In response to the CPF consultation on Making The Case for Responsibility, we received substantive submissions from 56 CPF groups, representing at least 627 members from 78 constituencies plus two Conservatives Abroad groups. Just over one-in-eight (13%) of those who participated had not previously done so. Thank you to everybody who let us know their views.

This was the third in our series of consultations launched in response to a call from our members for “further discussion and debate on core Conservative values and how these can be promoted across the UK.” In the context of reflecting on our Party’s unchanging values, this series invited members to grapple very practically with the biggest challenges facing the country—namely, the cost of living, energy security, healthcare, and our place on the world stage.

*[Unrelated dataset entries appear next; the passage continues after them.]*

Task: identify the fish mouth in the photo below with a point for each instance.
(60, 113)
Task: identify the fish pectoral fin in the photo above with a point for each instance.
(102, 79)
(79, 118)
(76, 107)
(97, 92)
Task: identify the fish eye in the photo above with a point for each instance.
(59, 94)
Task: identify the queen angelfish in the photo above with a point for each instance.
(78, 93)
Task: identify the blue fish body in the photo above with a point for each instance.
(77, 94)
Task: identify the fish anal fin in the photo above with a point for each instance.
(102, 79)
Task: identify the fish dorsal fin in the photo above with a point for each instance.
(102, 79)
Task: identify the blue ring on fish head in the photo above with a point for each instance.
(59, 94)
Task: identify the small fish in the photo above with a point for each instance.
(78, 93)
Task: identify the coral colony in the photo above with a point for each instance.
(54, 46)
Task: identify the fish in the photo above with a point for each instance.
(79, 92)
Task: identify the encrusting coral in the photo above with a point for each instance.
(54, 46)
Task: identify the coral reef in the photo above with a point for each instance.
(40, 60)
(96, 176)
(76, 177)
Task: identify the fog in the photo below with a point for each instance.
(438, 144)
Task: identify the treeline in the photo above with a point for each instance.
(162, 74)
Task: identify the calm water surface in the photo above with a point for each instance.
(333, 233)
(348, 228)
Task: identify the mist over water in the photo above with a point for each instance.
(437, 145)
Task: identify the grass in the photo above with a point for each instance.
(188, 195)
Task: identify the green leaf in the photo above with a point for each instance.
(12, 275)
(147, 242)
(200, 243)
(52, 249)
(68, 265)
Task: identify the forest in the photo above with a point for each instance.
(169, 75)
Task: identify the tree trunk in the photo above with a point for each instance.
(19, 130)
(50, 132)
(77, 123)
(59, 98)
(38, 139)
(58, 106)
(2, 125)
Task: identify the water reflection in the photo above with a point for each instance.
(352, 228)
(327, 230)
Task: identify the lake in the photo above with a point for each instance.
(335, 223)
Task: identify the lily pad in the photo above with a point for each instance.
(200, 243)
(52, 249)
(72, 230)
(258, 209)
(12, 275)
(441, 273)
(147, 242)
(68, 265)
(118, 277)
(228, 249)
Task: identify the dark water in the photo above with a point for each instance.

As a result of discussions with the Prime Minister’s Policy Unit, it was hoped that the series would also help to strengthen grassroots Conservatism and make the Conservative case to voters at the next election. This hope has begun to be realised with the publication of a CPF member-produced leaflet making the case for economic freedom—that is, capitalism. To our knowledge, this is the first CPF campaigning leaflet (as opposed to briefing documents) since the days we were known as the Conservative Political Centre (CPC)—in the last century. Our intention is to build on this by inviting CPF representatives to help develop further such leaflets.

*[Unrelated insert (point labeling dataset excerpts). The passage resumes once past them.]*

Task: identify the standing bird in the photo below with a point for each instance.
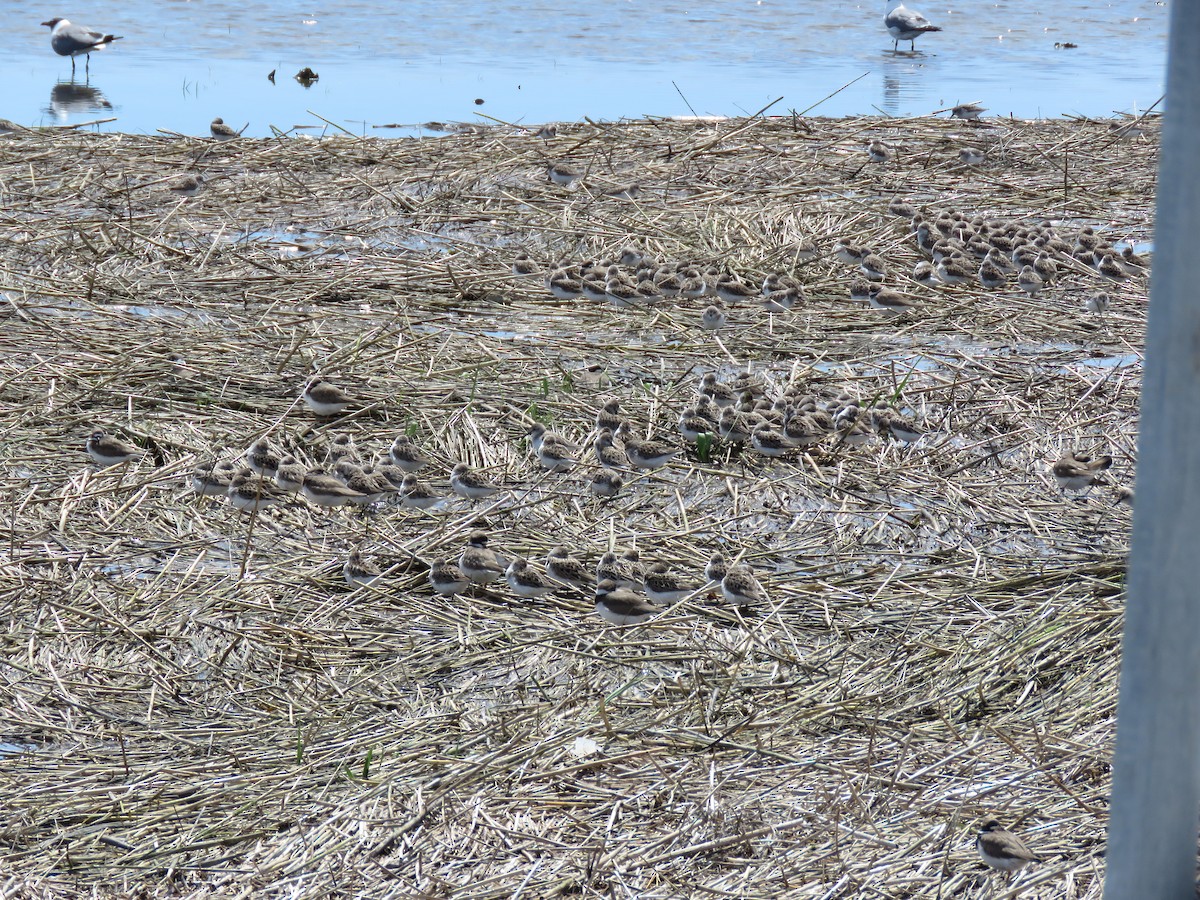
(904, 24)
(221, 131)
(1002, 850)
(67, 40)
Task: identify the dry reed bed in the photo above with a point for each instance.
(203, 706)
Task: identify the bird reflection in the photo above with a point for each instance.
(67, 97)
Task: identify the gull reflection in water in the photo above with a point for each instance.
(69, 97)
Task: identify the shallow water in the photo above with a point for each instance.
(180, 63)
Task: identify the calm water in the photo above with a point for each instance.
(183, 63)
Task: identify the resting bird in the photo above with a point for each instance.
(69, 40)
(904, 24)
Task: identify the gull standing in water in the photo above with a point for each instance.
(69, 40)
(904, 24)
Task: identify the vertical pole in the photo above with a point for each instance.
(1156, 774)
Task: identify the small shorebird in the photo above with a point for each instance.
(621, 606)
(891, 301)
(415, 493)
(213, 480)
(447, 579)
(221, 131)
(325, 399)
(717, 568)
(663, 587)
(1002, 850)
(742, 588)
(262, 459)
(1030, 281)
(107, 450)
(553, 451)
(71, 40)
(1097, 304)
(1077, 472)
(606, 484)
(646, 454)
(324, 490)
(407, 455)
(525, 581)
(713, 318)
(479, 562)
(472, 484)
(289, 474)
(971, 112)
(562, 567)
(358, 570)
(563, 174)
(606, 453)
(618, 570)
(873, 268)
(904, 24)
(249, 492)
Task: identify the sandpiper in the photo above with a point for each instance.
(262, 459)
(610, 415)
(405, 454)
(221, 131)
(1002, 850)
(478, 562)
(415, 493)
(553, 451)
(990, 277)
(717, 568)
(1030, 281)
(1077, 472)
(742, 588)
(873, 268)
(471, 483)
(249, 492)
(108, 450)
(967, 111)
(1097, 304)
(622, 606)
(213, 479)
(606, 484)
(711, 387)
(606, 454)
(447, 579)
(289, 474)
(905, 24)
(769, 442)
(663, 587)
(732, 291)
(618, 570)
(564, 286)
(525, 581)
(891, 301)
(323, 490)
(646, 454)
(359, 571)
(325, 399)
(567, 569)
(713, 318)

Particular congratulations to the following CPF Groups, which submitted the most noteworthy submissions:

  1. Beaconsfield

  2. Rushcliffe

  3. Broadland

  4. Wyre Forest

  5. Thirsk and Malton

  6. Reigate

  7. Cambridge

  8. Edinburgh East

  9. Gainsborough*

  10. East Yorkshire

* a newly-created group

CPF groups will welcome several recent government announcements relating to their discussions, including:

Below is a snapshot of the top themes raised by CPF groups. A more detailed collation of responses has been sent to the Prime Minister’s Policy Unit, the Party Chairman and the CPF Chairman. As usual, we look forward to publishing a formal response to members’ ideas in due course.

Overview of Top Themes

“When Gandhi was asked by HG Wells to support the movement for the Declaration of Human Rights, he refused, retorting, ‘You are quite wrong about this. You should be talking about human responsibilities.’”

“‘Ask not what your country can do for you, but what you can do for your country.’ (JF Kennedy)”

Surveys of people from across the globe indicate that political conservatives are more satisfied with their lives than liberals. This is partly attributed to “a greater emphasis on a balance between rights and responsibilities, with group members being accountable to one another for regulating their conduct in ways that promote the group’s values and goals while at the same time pursuing their own individual interests to the best of their abilities.”[1] Personal responsibility to instigate and manage life goals is essential for a free-market economy to succeed; and social responsibility of an individual, an institution or the state is essential for creating equal opportunities for all.

CPF groups were clear that Conservative policymaking should entrust responsibility to individuals. It should give individuals a choice, provide a positive outcome and improve people’s lives, actively putting the interest of the British people first and foremost.

  • One-in-three (33%) affirmed that accountability, both personal and political, is a key component of responsibility.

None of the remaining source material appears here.